Just wanted to share with everyone some photos of the new home for some old flys that were my dads. I can remember one time I saw him use these and that was when I was nine. (51 years ago)

Here is the old fly box - part of the bottom missing and the end of the cover is gone. There is still a sticker on the top of the cover that says BESTMADE with Japan in small print below it. On the one end of the box there are two stampings that say - No. 700 and SIZE 10.









And the new home for the old flys that Ed made and personalized for me - Thank You again Ed.
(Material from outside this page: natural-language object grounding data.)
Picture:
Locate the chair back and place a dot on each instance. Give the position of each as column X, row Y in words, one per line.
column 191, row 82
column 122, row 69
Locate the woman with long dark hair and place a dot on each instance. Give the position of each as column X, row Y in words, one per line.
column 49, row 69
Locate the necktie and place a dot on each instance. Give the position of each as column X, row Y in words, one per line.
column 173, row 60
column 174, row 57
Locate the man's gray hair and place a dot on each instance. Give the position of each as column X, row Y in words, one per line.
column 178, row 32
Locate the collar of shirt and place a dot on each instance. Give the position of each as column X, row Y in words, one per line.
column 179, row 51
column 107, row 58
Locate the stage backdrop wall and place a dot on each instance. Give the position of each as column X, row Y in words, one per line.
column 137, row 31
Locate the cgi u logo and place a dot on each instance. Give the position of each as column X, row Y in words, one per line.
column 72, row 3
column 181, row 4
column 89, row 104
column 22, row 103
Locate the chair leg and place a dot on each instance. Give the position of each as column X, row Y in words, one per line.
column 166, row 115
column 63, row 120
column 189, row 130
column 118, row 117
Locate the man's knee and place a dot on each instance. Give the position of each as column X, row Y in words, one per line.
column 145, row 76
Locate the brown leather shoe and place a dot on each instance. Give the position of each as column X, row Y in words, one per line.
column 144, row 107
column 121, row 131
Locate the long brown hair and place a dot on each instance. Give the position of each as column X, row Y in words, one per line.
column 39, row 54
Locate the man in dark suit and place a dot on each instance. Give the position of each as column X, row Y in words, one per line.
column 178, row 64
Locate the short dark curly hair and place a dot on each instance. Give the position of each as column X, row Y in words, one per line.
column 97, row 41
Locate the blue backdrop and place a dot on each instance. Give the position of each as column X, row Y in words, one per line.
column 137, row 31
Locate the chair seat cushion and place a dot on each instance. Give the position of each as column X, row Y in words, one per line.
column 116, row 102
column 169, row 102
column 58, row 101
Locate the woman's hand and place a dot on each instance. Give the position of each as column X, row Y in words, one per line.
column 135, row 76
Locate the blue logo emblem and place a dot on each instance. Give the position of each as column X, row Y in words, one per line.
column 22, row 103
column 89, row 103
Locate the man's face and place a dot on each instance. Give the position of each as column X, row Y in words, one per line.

Then the old flys in there new home -









As you can see, most of the flys have lost thier feathers and other parts but that is OK. These flys will never be used and I am saving them because they were my dads. Does anyone have any idea of the names for these flys?


----------



## youngdon (Mar 10, 2010)

Awesome ! I got one to send to my Brother and another for a good friend, both are excellent workmanship.


----------



## JTKillough (May 4, 2010)

Yes those are about the best looking fly boxes I have seen, but you wouldn't believe what I thought when I read that thread title. I guess I am a predator hunter....to the bone!


----------



## glenway (Mar 27, 2011)

"Does anyone have any idea of the names for these flys?"

Artificial?

Nice grab, DW. A great memento from Ed's hands completes the package.


----------



## hassell (Feb 9, 2010)

Great keepsake into a mighty fine looking fly box - the ones with the wings ( few parts missing ) is a version of the royal coachman, the others I wouldn't use around here as I don't recognize them though the black ones with a bit of red is close to the blacknat(sp ). Only thing missing is the rod and wicker basket.


----------



## prairiewolf (Feb 19, 2012)

Glad you like the box Rick and your welcome and Thank You for the purchase.


----------



## kiyote (Jun 15, 2014)

the ones with the red band on body look like coachmans. can't say on the rest.


----------



## youngdon (Mar 10, 2010)

JTKillough said:


> Yes those are about the best looking fly boxes I have seen, but you wouldn't believe what I thought when I read that thread title. I guess I am a predator hunter....to the bone!


I was thinking the same crappy thought Jim !


----------



## _RJ_ (Feb 26, 2013)

Top 3 from the left look like white mayfly nymphs. Next 3 look like royal coachman without tails. Middle 3 no hackle white mayflies. Then red woolly bugger. The one by itself I have no idea. Bottom 3 flies another mayfly pattern but obviously for a darker hatch. The last one I'm not sure. It's like a hybrid wooly worm spinner/emerger.

Pretty cool though. My dad gave away all his gear. It was a bamboo Winston (made by the guys who make sweetgrass rods now), old brass Hardy Perfect (given to him by his grandpa), also un-fished Hardy salmon flies...

He had no idea what he had. Told me he was more into fast cars at the time.


----------